21- (Cihad için bir sure indirilmesi temennisi bir tür) itaat ve güzel sözdür. Fakat iş, kesinlik ve kararlılık gerektirdiği zaman, şayet onlar Allah’a sadakat gösterselerdi, şüphesiz onlar için daha hayırlı olurdu.
22- Ama eğer yüz çevirirseniz, yeryüzünde bozgunculuk yapmanız ve akrabalık bağlarını kesmeniz (dışında bir şey) beklenir mi sizden?
23- İşte onlar, Allah’ın lanetlediği, sağır kıldığı ve gözlerini kör ettiği kimselerdir.
24- Bunlar Kur’an’ı düşünmezler mi hiç? Yoksa kalpleri kilitli midir?
25- Şüphesiz, kendilerine hidayet açıkça belli olduktan sonra, gerisin geri (inkâra) dönenlere şeytan, (kötülüklerini) güzel göstermiş ve onları uzun emellere düşürmüştür.

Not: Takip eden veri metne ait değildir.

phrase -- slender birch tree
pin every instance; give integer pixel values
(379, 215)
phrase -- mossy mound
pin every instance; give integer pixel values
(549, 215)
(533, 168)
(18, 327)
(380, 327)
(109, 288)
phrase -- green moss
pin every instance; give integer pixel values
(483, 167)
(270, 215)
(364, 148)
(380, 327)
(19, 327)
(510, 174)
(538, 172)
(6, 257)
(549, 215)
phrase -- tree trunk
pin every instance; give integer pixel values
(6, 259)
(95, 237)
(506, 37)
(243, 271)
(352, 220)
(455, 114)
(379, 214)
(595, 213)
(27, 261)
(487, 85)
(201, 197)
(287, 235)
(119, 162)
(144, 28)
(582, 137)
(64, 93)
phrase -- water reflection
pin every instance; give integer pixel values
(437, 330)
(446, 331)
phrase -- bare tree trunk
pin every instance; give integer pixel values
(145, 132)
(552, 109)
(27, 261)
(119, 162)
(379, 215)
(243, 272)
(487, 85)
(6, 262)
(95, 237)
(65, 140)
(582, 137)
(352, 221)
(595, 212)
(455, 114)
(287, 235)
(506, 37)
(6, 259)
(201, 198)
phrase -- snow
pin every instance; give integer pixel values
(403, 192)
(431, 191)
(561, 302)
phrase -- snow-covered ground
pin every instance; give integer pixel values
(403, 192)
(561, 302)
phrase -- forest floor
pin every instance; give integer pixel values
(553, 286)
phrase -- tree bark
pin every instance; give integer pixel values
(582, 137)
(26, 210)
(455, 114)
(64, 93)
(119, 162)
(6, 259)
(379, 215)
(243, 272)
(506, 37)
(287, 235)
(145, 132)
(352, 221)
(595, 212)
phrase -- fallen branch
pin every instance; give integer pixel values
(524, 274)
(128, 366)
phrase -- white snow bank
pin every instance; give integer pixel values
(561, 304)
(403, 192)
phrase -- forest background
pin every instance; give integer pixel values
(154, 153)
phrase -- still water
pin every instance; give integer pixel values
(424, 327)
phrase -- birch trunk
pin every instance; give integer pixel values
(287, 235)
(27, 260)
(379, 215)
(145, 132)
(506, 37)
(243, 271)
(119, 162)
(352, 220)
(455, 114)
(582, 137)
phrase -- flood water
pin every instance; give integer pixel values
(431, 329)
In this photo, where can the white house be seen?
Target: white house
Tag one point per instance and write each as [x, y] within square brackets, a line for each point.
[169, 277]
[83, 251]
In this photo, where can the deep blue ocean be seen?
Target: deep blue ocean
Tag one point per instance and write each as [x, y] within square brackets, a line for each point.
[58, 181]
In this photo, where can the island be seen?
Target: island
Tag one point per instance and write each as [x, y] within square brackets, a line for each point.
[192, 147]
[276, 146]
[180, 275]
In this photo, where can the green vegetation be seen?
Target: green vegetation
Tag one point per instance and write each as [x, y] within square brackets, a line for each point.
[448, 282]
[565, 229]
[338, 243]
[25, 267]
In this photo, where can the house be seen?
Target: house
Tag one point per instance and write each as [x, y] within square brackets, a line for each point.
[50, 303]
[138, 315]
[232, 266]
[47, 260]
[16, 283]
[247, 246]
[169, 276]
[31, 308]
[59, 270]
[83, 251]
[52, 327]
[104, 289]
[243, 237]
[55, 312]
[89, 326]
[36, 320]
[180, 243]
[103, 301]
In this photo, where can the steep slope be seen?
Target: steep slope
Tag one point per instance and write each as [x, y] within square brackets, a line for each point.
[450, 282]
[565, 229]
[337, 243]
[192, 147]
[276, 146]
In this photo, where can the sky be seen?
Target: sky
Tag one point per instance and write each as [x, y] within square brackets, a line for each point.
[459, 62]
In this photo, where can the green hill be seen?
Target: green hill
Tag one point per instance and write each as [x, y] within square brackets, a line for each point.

26- Bu, Allah’ın indirdiğini beğenmeyen kimselerin (Küfre sapanlara), Biz bazı işlerde size itaat edeceğiz» demelerindendir. Allah onların gizlediklerini bilir.
27- Öyleyse melekler, onların yüzlerine ve arkalarına vura vura canlarını aldıkları zaman (halleri) nasıl olacak?
28- Bu, Allah’ı gazaplandıran şeye uymaları ve O’nun rızasından hoşnut olmamalarından ötürüdür. Allah da onların işlerini boşa çıkarmıştır.
29- Yoksa kalplerinde hastalık bulunanlar, kendi (içlerinde gizledikleri) kinlerini Allah’ın hiç (ortaya) çıkarmayacağını mı sandılar?
30- Eğer biz dilersek, sana onları elbette gösteririz, böylelikle sen onları simalarından tanımış olursun. Şüphesiz sen onları, sözlerinin anlatım biçiminden de tanırsın. Allah, amellerinizi bilir.
(Durr’ul Mensur c.6 S.66-68 İbn-i Merduye’nin nakline göre İbn-i Mes’ud şöyle demiştir: «Biz Hz. Resulullah’ın getirdiği dine iman etmeyen münafıkları Ali’ye olan buğzlarından tanırdık.»)
31- Şüphesiz biz, sizden mücahit olanlarla sabredenleri belirleyip ortaya çıkarıncaya ve (yaptıklarınızla ilgili) haberlerinizi açıklayıncaya kadar sizi deneyeceğiz.
32- Şüphesiz küfre sapanlar, Allah’ın yolundan alıkoyanlar ve kendilerine hidayet açıkça belli olduktan sonra peygambere karşı gelip zorluk çıkaranlar, kesin olarak Allah’a hiç bir şeyle zarar veremezler. (Allah,) Onların amellerini boşa çıkaracaktır.
33- Ey iman edenler! Allah’a itaat edin, peygambere itaat edin ve kendi amellerinizi geçersiz kılmayın.
34- Hiç şüphesiz, küfre sapanlar, Allah’ın yolundan alıkoyanlar, sonra da kâfir olarak ölenler (var ya), işte Allah onlara kesinlikle mağfiret etmeyecektir.
35- Öyleyse, siz üstün (bir durumda) iken, barışa çağırmak suretiyle gevşekliğe düşmeyin. Allah, sizinle beraberdir. O, sizin amellerinizi asla eksiltmez.
36- Gerçekten dünya hayatı, ancak bir oyun ve oyalanmadır. Eğer iman ederseniz ve sakınıp kor-karsanız, O, size ecirlerinizi verir ve (tüm) mallarınızı da istemez.
37- Eğer sizden onları (mallarınızı tümüyle) isteyip de zora salmış olsaydı, cimrilik ederdiniz, O da böylece kinlerinizi ortaya çıkarırdı.
38- İyi biliniz sizler, Allah yolunda infak etmeye çağrılınca içinizden kiminizin cimrilik ettiği kimselersiniz. Kim cimrilik ederse, artık o, ancak kendi nefsine cimrilik etmektedir. Allah hiç bir şeye ihtiyacı olmayandır; fakir olanlar ise sizlersiniz. Eğer siz yüz çevirecek olursanız, yerinize sizden başka bir topluluk getirir, artık onlar sizin gibi de olmazlar.